De las trincheras de Flandes a la moral de Camus
La historia universal guarda registros de cómo el fútbol ha servido como un bálsamo en medio de la tragedia. El ejemplo más emblemático se remonta al 24 de diciembre de 1914, durante la Primera Guerra Mundial, en lo que se conoció como la Tregua de Navidad. En el Frente Occidental, soldados alemanes y británicos depusieron temporalmente las armas, entonaron villancicos, enterraron a sus caídos y, según los relatos de la época, disputaron un partido de fútbol en la «tierra de nadie». Una carta del cabo A. Wyatt, enviada a sus padres y publicada en un periódico de la época, ratifica la veracidad de aquel histórico encuentro: «Yo fui uno de los que jugué», escribió.
Cien años después, el 17 de diciembre de 2014, la UEFA, entonces presidida por Michel Platini, conmemoró aquel alto el fuego no oficial en Ypres (Bélgica) y Ploegsteert, donde se inauguró un monumento y se emplazó una escultura de bronce que muestra a un soldado británico y a otro alemán dándose la mano junto a una pelota. Paralelamente, en Aldershot (Reino Unido), el Ejército británico disputó un amistoso oficial contra las Fuerzas Armadas Alemanas.
Esta estrecha relación entre el fútbol y la condición humana también fue rescatada por el célebre escritor y Premio Nobel de Literatura, Albert Camus, quien en su juventud se desempeñó como arquero del Racing Universitaire d’Alger. El autor de El extranjero dejó una frase que resuena hasta el día de hoy:
“Todo lo que sé con mayor certeza sobre la moral y las obligaciones se lo debo al fútbol”.
Un modelo de país reflejado en la cancha
Para los argentinos, el proceso liderado por la Scaloneta reactivó ese romance profundo entre el plantel y la gente. Más allá de lo estrictamente deportivo y del resultado final, el equipo nacional derróchó dentro y fuera de la cancha un abanico de valores que contrastan con las tensiones cotidianas de la sociedad actual. La Selección mostró la cara de un país que trabaja unido, lejos de las polarizaciones extremas que suelen alimentarse desde las esferas del poder, priorizando el bien común por sobre los intereses individuales.
Bajo la conducción técnica de Lionel Scaloni, el grupo funcionó bajo la premisa del esfuerzo colectivo, donde el mérito se impuso sobre el amiguismo y el pronombre «nosotros» desplazó por completo al «yo». A pesar de la caída ante España en la final y la posterior despedida con una ovación de la hinchada en Nueva Jersey, el equipo dejó una lección de entereza. Supo levantarse de las adversidades sin buscar excusas externas ni culpar a terceros por los errores propios, compitiendo con un respeto absoluto hacia los rivales.

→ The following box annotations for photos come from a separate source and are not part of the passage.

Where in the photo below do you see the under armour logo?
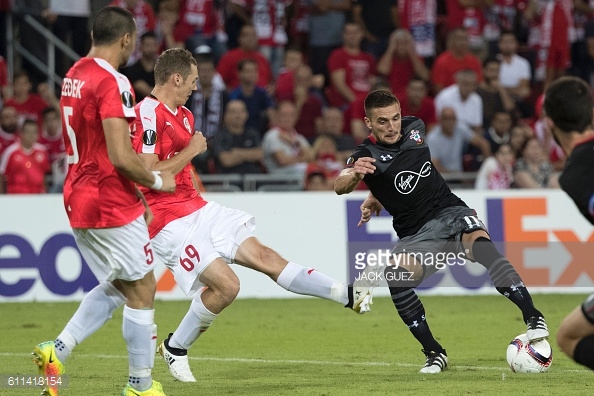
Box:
[394,161,431,194]
[408,320,419,329]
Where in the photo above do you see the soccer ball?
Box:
[507,334,553,373]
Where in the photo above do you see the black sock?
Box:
[573,335,594,370]
[390,287,445,353]
[472,237,544,323]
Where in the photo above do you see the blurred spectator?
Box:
[173,0,227,63]
[398,0,437,67]
[110,0,156,65]
[445,0,486,58]
[309,0,351,82]
[48,0,91,76]
[231,0,290,78]
[377,29,429,98]
[398,77,437,132]
[474,143,515,190]
[427,107,491,173]
[498,31,532,117]
[274,47,324,100]
[311,134,344,175]
[476,57,516,128]
[344,77,390,144]
[509,124,534,157]
[435,70,483,134]
[305,162,334,191]
[353,0,400,60]
[217,25,273,91]
[155,0,179,53]
[37,107,68,193]
[431,28,483,95]
[526,0,575,90]
[318,107,356,164]
[533,94,567,171]
[514,137,559,188]
[483,111,513,153]
[278,65,323,141]
[229,59,274,134]
[0,120,50,194]
[0,55,12,108]
[121,32,159,103]
[326,22,375,110]
[262,101,313,177]
[188,45,229,141]
[4,71,57,128]
[211,100,264,175]
[0,106,19,155]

El llanto de los líderes: Messi y Scaloni
El liderazgo de este ciclo tiene dos nombres propios insoslayables. Por un lado, el capitán Lionel Messi, quien a pesar de su estatus de ídolo global sigue exhibiendo la misma humildad de su infancia en Rosario, cuando intentaba evitar que su madre mostrara con orgullo sus primeros trofeos escolares. Sus lágrimas de emoción a lo largo del torneo y su llanto en el tramo final conmovieron al mundo entero, demostrando la enorme carga de compromiso que llevaba sobre sus hombros.
Por el otro, el propio Scaloni, cuyo llanto desconsolado en la última conferencia de prensa humanizó la figura del conductor estratégico. Ambos líderes dejaron en claro que la sensibilidad y la vulnerabilidad no restan autoridad, sino que la fortalecen. El desafío que queda por delante es que la compleja realidad cotidiana no termine por destruir los puentes de unión y los valores de convivencia que este equipo de fútbol logró edificar.